Agora Deus faz uma aliança consigo mesmo, o homem responsável não é responsável
por esta Nova Aliança, mas o Filho de Deus, Jesus, que se deu em resgate de
muitos naquela cruz, que nos substituiu, e é a nossa eterna garantia diante de Deus.
“Deus nos salvou e nos chamou com santa
vocação, não segundo as nossas obras, mas conforme a sua própria determinação e
graça que nos foi dada em
Cristo Jesus , antes dos tempos eternos, e manifestada, agora,
pelo aparecimento de nosso Salvador Jesus Cristo, o qual não somente destruiu a
morte, como trouxe à luz a vida e a imortalidade, mediante o Evangelho” (2
Tm 1.9-10).
Porque
Abrão crê nesta promessa para suas gerações, ele começa a viver dentro desta
promessa e eternizar os valores relacionados a esta promessa. No capítulo 17 de
Gênesis, Deus dá um pacto a Abrão e diz: “Esta
é a minha aliança que guardareis entre mim e vós e a tua descendência: todo
macho entre vós será circuncidado. Circuncidareis a carne do vosso prepúcio;
será isso por sinal de aliança entre mim e vós. O que tem oito dias será
circuncidado entre vós, todo macho nas vossas gerações”. (Gn 17.9-14). E o
que faz Abrão diante disto? Ele crê nas promessas de Deus, e como ato de
obediência realiza a circuncisão nos seus filhos e nos seus servos.
A
Bíblia ainda afirma, “Esta é a minha
aliança com eles, diz o Senhor: o meu Espírito, que está sobre ti, e as minhas
palavras, que pus na tua boca, não se apartarão dela, nem da de teus filhos,
nem da dos filhos de teus filhos, não se apartarão desde agora e para todo
sempre, diz o Senhor” (Is 59.21). Esta promessa diz que o Espírito do
Senhor não se afastará de nós, nem dos nossos filhos, nem dos nossos netos. Tem
promessa ainda para um longo tempo. Muita coisa boa ainda está por vir. Homens
e mulheres de Deus, ainda vão se levantar dentro de nossos lares, realizando
grande ministério, e sendo poderosos instrumentos nas mãos de Deus.
Deus
tem promessas para nossas gerações.
Conclusão:
Este texto de Gn 15.7-20, enigmático, denso e trágico nos fala sobre o significado da angústia no homem de fé, mas nos revela ainda, como o Deus santo compromete seu nome, com sacrifícios, ao fazer sua promessa. Provavelmente nunca entenderemos toda a trama envolvida neste episódio, nem toda a grandeza do pacto da redenção que Deus fez, através de seu filho Jesus, nem o significado destas “aves de rapina sobre os cadáveres”e “o profundo sono sobre Abrão, e o grande pavor e cerradas trevas que o acometeram” nem todos conflitos latentes e inconscientes, subjacentes a esta experiência de Abrão, mas certamente podemos tirar algumas aplicações relevantes para nossa existência no século.

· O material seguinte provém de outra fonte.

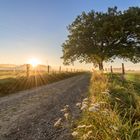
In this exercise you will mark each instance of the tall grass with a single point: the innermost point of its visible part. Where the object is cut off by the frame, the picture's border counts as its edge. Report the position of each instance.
(12, 85)
(112, 112)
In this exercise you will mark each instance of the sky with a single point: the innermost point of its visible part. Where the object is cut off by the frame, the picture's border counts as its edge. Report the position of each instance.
(37, 28)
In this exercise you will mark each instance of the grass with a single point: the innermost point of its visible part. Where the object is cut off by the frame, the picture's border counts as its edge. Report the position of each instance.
(15, 84)
(113, 111)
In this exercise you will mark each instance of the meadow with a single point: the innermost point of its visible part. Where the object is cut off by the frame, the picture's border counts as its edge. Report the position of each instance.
(12, 82)
(112, 109)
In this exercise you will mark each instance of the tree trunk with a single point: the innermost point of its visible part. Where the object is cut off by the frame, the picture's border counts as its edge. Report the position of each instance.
(101, 68)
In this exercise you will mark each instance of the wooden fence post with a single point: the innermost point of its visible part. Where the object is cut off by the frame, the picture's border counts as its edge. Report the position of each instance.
(48, 69)
(60, 69)
(28, 70)
(111, 69)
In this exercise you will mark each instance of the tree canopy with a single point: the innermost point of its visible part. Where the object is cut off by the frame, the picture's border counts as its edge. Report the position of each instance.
(98, 37)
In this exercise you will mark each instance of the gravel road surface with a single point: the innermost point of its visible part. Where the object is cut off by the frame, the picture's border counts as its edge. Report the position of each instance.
(30, 114)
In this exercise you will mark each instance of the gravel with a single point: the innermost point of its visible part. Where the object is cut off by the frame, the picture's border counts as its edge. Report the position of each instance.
(31, 114)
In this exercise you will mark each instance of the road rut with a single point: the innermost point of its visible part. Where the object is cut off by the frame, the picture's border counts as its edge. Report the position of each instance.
(30, 114)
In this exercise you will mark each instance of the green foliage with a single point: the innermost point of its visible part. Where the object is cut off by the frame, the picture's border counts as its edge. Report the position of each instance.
(12, 85)
(118, 119)
(98, 37)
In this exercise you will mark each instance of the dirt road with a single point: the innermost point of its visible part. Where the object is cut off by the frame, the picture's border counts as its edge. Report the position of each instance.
(30, 115)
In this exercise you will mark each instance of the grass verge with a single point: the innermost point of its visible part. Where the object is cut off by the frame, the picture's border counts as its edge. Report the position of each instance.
(111, 112)
(12, 85)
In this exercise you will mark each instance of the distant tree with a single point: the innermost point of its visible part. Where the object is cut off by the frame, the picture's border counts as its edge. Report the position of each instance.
(97, 37)
(130, 35)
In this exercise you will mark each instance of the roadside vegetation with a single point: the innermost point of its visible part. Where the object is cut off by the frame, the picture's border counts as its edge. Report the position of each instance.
(112, 110)
(18, 83)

No meio da sua crise de fé nunca esqueça:
1.
O Deus que fez a promessa é santo e eterno – Haja o que houver, seja o que
for, esta verdade não pode se apartar do coração. Satanás é mestre em lançar
suspeitas no coração dos homens sobre Deus. Deus é amor e santo em todas as
suas atitudes.
2.
Precisamos aprender que, em momentos de profunda
sempre surgem grandes descobertas Deus
se revela de forma inconfundível, profunda e seus propósitos são revelados no
meio de nossas angústias, nos nossos vales de sombra e de morte.
3.
Precisamos ainda recordar que no meio das angústias
humanas Deus faz alianças e promessas perenes. Ele compromete seu nome.

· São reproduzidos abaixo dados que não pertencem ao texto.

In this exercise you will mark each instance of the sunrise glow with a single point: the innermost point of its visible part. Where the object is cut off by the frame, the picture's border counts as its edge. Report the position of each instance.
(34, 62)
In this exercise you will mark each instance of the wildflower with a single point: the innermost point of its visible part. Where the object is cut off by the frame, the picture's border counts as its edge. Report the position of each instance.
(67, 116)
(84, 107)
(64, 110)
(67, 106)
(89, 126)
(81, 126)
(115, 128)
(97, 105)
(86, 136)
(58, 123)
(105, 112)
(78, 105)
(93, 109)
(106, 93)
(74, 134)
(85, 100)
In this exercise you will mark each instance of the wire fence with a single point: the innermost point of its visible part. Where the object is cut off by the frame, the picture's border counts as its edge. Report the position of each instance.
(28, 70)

Precisamos crer naquilo que ele diz. “Abraão creu em Deus e isto lhe foi
imputado para justiça”. Nesta aliança, Deus assume unilateralmente suas
promessas. É ele quem anda no meio da fumaça e da fornalha, é ele quem caminha
no meio do sacrifício, pois em última instância, ele é o próprio sacrifício,
sendo o Cordeiro de Deus que tira o pecado do mundo.